By: Dylan J. Cox, Litigation Associate |
An Ontario judge recently permitted an insured to amend its claim after the limitation period had expired, to plead additional insurance policies that applied to the same claim and new heads of damages.[1] The judge’s decision is a sensible one. It protects insureds from having to claim aggravated and punitive damages or a breach of the insurer’s duty of good faith before the evidence underlying those claims is typically available.
The Facts
Peter Sbaraglia held three different long-term disability (LTD) policies issued by Canada Life Assurance Company. In 2011, he made a claim with Canada Life under each policy. In 2012, Canada Life denied his claim. The following year, Mr. Sbaraglia sued Canada Life for breach of contract. Mr. Sbaraglia’s Statement of Claim only identified one of his three LTD policies. His failure to list the other two policies was inadvertent. Mr. Sbaraglia later asked for Canada Life’s consent to add the two policies to the Statement of Claim by way of amendment. Canada Life refused to give its consent, so Mr. Sbaraglia issued a second Statement of Claim in November 2016, which referenced all three policies.
The Motion to Amend
To avoid the need for multiple proceedings, in August 2017, Mr. Sbaraglia moved to add the missing two policies to his first Statement of Claim by way of amendment. Mr. Sbaraglia also sought to add a claim for punitive and aggravated damages.
The court granted Mr. Sbaraglia’s motion, finding that there was a history of the three policies being treated as a single unit. When Mr. Sbaraglia made his 2011 claim, he did so under all three policies. Communications in Canada Life’s file, including its 2012 denial letter, referred to the three policies as a single unit. When it received the first Statement of Claim, Canada Life knew that Mr. Sbaraglia was contesting its denial of disability benefits. Although the first Statement of Claim only referred to one policy, Canada Life ought to have known the claim was being made under all three policies.

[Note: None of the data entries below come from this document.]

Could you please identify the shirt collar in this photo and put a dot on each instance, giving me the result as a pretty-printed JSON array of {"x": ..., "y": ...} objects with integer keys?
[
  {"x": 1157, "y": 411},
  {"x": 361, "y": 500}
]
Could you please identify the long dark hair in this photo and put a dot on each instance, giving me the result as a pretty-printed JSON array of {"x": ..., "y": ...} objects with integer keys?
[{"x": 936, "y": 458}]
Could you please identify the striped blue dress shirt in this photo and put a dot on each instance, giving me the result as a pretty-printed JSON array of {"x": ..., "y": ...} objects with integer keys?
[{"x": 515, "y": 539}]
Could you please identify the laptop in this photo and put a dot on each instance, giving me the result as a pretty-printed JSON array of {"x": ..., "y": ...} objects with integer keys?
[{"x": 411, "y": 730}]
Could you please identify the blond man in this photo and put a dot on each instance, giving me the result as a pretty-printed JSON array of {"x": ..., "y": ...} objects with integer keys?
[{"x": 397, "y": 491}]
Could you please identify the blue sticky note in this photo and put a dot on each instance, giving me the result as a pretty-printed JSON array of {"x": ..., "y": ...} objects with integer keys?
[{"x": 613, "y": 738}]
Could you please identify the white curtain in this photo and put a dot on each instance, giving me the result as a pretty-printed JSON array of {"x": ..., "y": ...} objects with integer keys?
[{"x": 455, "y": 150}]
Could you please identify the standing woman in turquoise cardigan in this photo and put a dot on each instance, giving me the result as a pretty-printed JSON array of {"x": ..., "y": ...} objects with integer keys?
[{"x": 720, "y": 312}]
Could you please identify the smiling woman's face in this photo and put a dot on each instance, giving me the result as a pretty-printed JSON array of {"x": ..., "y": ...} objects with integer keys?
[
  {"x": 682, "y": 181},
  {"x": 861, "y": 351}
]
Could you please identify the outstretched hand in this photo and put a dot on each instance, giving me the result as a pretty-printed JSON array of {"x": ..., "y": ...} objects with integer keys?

The court also accepted the proposed amendment because it did not allege any new and distinct claims unrelated to those made in the first Statement of Claim. Adding allegations of aggravated and punitive damages did not amount to adding a new and distinct claim. A claim for a particular type of damages is a remedy, not a separate claim. Mr. Sbaraglia was also not advancing a new theory of liability. Instead, he simply sought to rely on additional facts (i.e., the existence of the two missing policies) to support an existing breach of contract claim. All of Mr. Sbaraglia’s claims were based on a theory of liability advanced in the first Statement of Claim.
The final reason for granting Mr. Sbaraglia’s motion was that his proposed amendment would eliminate the need for multiple proceedings.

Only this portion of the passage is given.